Zayn adalah satu-satunya teman yang tahu akan perasaan Galen pada Safira, tetapi ia juga tahu bagaimana Galen. Dia bukan tipe pemaksa. Jika Safira lebih memilih Evan maka itu yang akan terjadi.
"Shut up!" hardik Galen membuat Zayn terkekeh geli.
BRAK
Pintu rooftop terbuka, memunculkan Safira dan Evan dari baliknya.
"Anj*ng!" umpat Sam yang terkejut karena pintu rooftop terbuka dengan keras bahkan minuman di tangannya sampai tumpah.
Semua orang menoleh ke arah pintu, terkecuali Galen. Tanpa melihat, Galen tahu yang baru datang itu Safira. Semilir angin memberitahu lewat aroma parfum yang biasa Safira pakai.
"Pergi! Aku mau bicara sama Galen, berdua!" tekan Safira.
Tidak membantah ataupun berkomentar, Zayn, Alden, dan Sam pergi dari rooftop.
"Safira bilang berdua. Kamu gak mau jadi setan, 'kan?" Tanpa meminta izin lebih dulu, Zayn juga menarik Evan pergi dari tempat itu.
"Galen—"
"Cepet bicara! Jangan basa-basi!" Galen menukas ujaran Safira.
"Galen!" Safira menarik lengan Galen, memaksa laki-laki itu melihat ke arahnya.
"Apa?"
"Kamu kenapa? Telepon aku gak kamu angkat, chat aku gak kamu bales?" tegur Safira.
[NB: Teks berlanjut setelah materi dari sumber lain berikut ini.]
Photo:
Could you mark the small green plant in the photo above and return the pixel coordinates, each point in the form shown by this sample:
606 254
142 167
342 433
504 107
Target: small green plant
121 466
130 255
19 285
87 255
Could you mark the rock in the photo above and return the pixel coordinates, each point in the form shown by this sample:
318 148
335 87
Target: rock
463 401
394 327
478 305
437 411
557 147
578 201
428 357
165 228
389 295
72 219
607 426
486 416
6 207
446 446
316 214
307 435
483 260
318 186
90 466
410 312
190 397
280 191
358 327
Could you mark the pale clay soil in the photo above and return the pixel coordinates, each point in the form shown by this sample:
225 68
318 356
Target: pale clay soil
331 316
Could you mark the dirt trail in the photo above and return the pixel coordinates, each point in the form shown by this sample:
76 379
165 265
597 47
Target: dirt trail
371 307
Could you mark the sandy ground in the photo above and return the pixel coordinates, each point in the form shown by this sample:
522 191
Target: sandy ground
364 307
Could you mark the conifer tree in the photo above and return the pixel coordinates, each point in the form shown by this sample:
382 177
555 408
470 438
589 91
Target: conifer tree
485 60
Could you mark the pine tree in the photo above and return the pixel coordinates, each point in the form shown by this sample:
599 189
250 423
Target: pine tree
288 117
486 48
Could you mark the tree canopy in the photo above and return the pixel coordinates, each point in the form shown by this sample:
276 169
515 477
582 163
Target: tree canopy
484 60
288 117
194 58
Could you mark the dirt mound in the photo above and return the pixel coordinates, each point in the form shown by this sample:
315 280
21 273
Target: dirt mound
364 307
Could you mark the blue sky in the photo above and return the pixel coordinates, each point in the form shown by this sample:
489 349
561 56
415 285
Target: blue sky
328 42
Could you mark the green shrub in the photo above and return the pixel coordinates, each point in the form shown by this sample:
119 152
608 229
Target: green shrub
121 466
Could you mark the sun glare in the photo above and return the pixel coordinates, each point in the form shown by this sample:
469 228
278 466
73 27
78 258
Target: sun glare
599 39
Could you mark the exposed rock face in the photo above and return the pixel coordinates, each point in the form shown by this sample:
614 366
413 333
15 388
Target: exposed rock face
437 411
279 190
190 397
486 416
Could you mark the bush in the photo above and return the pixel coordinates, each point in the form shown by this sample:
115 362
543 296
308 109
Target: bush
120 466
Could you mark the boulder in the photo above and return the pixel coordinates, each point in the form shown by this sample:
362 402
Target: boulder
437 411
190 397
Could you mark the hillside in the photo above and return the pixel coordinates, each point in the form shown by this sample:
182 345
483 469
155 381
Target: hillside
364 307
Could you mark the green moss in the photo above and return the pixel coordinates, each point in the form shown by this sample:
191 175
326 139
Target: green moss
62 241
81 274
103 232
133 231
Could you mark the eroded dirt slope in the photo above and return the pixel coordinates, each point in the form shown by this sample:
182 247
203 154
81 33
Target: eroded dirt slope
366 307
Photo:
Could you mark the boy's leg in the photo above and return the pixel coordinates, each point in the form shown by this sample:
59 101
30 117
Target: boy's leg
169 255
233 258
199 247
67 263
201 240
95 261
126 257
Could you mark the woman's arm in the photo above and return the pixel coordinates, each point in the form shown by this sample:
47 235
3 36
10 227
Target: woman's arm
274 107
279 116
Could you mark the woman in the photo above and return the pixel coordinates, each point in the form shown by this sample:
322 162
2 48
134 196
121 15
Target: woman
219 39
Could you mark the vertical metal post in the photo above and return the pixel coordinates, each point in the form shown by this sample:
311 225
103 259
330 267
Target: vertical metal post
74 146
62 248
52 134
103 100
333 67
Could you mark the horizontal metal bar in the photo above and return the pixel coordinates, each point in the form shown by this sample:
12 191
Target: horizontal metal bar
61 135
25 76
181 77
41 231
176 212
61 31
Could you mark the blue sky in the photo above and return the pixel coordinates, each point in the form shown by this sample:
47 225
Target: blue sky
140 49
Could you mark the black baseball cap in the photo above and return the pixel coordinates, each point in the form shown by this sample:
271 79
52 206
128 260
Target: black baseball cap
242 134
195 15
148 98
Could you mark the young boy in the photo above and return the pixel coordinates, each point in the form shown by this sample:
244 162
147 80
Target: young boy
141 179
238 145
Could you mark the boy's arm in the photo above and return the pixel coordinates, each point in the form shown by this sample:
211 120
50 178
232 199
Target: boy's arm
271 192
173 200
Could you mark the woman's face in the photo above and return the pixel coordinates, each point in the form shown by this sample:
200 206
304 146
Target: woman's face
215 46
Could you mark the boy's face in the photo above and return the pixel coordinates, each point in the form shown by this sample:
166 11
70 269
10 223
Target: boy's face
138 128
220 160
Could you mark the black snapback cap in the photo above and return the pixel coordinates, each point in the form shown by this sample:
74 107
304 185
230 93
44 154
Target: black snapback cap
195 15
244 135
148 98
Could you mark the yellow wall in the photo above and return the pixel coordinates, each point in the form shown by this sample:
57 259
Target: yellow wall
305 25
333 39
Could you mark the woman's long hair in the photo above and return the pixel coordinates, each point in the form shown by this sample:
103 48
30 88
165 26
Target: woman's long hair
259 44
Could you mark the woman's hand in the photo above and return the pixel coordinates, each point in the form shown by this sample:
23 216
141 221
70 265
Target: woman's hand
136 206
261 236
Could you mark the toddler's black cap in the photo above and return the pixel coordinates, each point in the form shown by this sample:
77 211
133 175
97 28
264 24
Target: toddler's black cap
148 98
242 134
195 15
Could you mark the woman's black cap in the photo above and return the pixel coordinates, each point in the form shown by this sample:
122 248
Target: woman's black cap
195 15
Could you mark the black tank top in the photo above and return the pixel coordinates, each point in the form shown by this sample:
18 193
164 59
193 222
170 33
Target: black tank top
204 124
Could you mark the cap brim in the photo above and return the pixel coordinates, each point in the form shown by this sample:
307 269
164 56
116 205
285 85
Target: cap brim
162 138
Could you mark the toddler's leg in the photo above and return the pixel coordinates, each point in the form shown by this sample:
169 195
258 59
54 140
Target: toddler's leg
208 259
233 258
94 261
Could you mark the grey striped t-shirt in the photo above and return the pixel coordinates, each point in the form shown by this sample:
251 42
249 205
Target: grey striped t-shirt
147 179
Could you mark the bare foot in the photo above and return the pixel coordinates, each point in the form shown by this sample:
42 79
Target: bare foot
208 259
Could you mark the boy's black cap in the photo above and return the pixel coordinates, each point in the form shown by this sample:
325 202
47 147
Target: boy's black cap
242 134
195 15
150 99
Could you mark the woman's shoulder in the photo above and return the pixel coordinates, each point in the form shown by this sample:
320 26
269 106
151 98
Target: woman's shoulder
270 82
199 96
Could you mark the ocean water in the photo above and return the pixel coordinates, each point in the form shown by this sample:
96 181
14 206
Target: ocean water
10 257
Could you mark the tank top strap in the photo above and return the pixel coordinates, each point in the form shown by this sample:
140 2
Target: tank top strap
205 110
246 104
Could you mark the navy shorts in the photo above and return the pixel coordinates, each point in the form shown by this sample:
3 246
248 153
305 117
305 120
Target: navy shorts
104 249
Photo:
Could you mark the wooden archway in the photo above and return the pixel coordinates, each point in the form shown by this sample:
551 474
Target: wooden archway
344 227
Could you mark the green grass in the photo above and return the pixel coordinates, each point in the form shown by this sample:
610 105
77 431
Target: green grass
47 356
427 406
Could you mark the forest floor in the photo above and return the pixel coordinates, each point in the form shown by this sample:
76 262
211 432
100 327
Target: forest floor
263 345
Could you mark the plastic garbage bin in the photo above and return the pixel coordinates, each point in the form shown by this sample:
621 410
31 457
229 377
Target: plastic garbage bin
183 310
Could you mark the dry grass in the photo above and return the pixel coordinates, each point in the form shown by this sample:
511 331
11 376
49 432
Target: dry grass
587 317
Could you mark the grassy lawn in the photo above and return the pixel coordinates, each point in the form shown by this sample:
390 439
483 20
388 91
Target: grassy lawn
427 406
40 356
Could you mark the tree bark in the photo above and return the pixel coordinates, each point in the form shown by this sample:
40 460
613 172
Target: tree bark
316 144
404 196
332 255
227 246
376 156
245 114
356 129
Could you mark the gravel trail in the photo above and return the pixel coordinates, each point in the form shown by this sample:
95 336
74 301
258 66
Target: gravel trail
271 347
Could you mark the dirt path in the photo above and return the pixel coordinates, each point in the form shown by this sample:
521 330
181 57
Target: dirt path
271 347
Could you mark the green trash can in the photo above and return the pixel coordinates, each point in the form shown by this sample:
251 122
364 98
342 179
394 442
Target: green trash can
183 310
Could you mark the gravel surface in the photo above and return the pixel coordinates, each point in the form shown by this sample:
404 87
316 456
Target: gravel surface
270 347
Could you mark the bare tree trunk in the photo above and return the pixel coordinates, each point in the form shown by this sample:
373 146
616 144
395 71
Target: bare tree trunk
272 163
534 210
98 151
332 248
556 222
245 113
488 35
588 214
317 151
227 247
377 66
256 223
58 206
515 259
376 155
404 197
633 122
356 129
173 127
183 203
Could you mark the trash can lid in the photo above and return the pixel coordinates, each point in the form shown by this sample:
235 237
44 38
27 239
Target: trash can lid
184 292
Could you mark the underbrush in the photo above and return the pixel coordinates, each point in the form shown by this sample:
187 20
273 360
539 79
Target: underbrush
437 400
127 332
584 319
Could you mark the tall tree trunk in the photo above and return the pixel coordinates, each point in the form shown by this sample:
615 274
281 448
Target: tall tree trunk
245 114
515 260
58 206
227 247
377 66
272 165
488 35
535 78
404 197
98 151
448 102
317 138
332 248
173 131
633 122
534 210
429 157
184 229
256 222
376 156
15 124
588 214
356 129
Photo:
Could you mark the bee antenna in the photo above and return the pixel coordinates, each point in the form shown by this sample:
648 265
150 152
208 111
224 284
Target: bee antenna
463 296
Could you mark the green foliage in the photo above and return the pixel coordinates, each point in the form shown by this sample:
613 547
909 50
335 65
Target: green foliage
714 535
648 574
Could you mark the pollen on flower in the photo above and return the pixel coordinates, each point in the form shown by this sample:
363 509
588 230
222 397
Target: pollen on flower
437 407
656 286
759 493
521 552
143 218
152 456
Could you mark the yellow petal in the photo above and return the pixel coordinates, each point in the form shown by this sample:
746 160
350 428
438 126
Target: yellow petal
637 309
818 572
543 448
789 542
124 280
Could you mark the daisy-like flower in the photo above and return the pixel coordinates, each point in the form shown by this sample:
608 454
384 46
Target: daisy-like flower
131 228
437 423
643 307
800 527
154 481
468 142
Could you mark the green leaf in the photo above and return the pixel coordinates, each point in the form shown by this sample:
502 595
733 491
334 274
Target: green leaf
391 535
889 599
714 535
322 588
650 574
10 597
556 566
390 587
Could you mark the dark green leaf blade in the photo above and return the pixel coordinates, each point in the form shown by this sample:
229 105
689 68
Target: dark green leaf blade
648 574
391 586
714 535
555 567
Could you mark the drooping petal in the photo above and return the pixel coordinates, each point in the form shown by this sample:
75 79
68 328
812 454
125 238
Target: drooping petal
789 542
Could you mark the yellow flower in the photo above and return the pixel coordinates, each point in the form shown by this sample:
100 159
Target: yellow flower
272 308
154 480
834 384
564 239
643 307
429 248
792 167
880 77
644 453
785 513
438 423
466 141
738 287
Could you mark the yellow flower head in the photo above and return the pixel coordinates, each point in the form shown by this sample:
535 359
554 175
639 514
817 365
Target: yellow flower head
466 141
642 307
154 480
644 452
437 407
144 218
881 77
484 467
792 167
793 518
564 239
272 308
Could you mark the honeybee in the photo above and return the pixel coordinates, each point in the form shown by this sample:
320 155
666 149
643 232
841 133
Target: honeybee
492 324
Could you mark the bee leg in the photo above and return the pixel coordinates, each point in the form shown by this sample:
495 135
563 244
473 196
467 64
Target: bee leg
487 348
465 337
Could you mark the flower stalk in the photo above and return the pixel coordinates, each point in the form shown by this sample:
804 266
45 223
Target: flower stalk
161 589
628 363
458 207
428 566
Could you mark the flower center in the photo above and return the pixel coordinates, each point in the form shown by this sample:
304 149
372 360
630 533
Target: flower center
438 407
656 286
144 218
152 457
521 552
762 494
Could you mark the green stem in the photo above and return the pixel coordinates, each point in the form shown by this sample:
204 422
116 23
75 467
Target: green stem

"Itu yang kamu mau, 'kan," ucap Galen. "Kamu yang suruh aku untuk lupain perasaan aku ke kamu."
"Tapi gak begini caranya?" ucap Safira.
"Terus bagaimana?" tanya Galen marah membuat Safira bungkam seketika.
Galen memilih untuk pergi, tetapi kembali terhenti kerena ucapan Safira.
"Aku besok ke berangkat ke Paris. Aku mau lanjut study di sana," ucap Safira.
Galen berbalik, "Ya sudah pergi saja. Itu mau kamu dari dulu, 'kan?"
Tidak ada kata apapun yang Galen ucapkan. Ia langsung pergi dari rooftop, meninggalkan Safira begitu saja. Tidak peduli, itu yang Galen lakukan agar perasaannya terhadap Safira cepat hilang.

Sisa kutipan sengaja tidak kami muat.